Nay, even when the snow came once more in defiance of
calendars, it was but a background from which the near genesis
should 'stick fiery off.'
In general he had a lonely walk after his lesson with Miss St. John
was over: there was no one at Rothieden to whom his heart and
intellect both were sufficiently drawn to make a close friendship
possible. He had companions, however: Ericson had left his papers
with him. The influence of these led him into yet closer sympathy
with Nature and all her moods; a sympathy which, even in the stony
heart of London, he not only did not lose but never ceased to feel.

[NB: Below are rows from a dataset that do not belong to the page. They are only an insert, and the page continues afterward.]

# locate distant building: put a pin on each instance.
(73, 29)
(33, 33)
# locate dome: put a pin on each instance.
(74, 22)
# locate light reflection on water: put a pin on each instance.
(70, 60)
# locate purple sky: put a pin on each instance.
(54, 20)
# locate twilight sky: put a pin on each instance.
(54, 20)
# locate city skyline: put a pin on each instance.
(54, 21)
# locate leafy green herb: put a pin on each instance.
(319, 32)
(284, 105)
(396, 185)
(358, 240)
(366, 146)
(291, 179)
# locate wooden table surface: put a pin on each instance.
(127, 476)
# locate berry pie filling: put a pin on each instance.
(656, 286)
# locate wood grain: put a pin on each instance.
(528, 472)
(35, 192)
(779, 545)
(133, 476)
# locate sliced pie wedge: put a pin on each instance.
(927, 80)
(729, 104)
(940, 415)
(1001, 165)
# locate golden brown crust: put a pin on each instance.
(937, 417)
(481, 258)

Even there a breath of wind would not only breathe upon him, it
would breathe into him; and a sunset seen from the Strand was lovely
as if it had hung over rainbow seas. On his way home he would often
go into one of the shops where the neighbours congregated in the
evenings, and hold a little talk; and although, with Miss St. John
filling his heart, his friend's poems his imagination, and geometry
and algebra his intellect, great was the contrast between his own
inner mood and the words by which he kept up human relations with
his townsfolk, yet in after years he counted it one of the greatest
blessings of a lowly birth and education that he knew hearts and
feelings which to understand one must have been young amongst them.
He would not have had a chance of knowing such as these if he had
been the son of Dr. Anderson and born in Aberdeen.